Steroids limit the tissue damage caused by inflammatory process. Most surgeons recommend their use after 24 to 48 hours of control of infection by intensive antibiotic therapy. However, some surgeons recommend their immediate use (controversial). Routes of administration and doses are:

• Intravitreal injection of dexamethasone 0.4 mg in

0.1ml.

• Subconjunctival injection of dexamethasone 4 mg (1ml) OD for 5-7 days.

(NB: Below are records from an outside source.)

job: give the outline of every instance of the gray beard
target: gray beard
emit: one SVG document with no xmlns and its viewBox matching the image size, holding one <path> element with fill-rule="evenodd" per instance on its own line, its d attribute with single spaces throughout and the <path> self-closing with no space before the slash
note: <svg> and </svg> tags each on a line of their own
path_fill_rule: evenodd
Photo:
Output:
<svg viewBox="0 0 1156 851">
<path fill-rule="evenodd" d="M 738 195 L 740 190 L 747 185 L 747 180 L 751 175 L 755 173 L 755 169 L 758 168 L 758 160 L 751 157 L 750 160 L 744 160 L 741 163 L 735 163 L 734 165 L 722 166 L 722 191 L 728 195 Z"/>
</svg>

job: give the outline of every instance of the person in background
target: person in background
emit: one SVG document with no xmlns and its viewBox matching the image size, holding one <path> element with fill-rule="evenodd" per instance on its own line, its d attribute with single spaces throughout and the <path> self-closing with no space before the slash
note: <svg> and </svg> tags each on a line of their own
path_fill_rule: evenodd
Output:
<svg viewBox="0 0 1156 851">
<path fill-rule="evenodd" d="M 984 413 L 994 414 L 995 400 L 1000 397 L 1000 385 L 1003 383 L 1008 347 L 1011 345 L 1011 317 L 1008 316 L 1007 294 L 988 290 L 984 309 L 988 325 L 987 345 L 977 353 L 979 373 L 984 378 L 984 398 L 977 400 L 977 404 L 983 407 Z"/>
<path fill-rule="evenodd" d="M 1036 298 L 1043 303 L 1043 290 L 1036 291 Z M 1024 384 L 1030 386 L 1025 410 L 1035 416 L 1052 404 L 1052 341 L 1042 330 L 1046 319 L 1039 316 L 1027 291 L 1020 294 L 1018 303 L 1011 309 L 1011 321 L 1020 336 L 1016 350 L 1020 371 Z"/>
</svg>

• Topical dexamethasone (0.1%) or predacetate (1%) used frequently.


Systemic steroids. 

Oral corticosteroids should preferably be started after 24 hours of intensive antibiotic therapy. A daily therapy regime with 60 mg prednisolone to be followed by 50, 40, 30, 20 and 10 mg for 2 days each may be adopted.


C. Supportive therapy

1. Cycloplegics. Preferably 1% atropine or alternatively 2% homatropine eyedrops should be instilled TDS or QID.

2. Antiglaucoma drugs.In patients with raised intraocular pressure drugs such a oral acetazolamide (250 mg TDS) and timolol (0.5% BD) may be prescribed.


D. Vitrectomy operation

Vitreoctomy should be performed if the patient does not improve with the above intensive therapy for 48 to 72 hours or when the patient presents with severe infection with visual acuity reduced to light perception. Vitrectomy helps in removal of infecting organisms, toxins and enzymes present in the infected vitreous mass.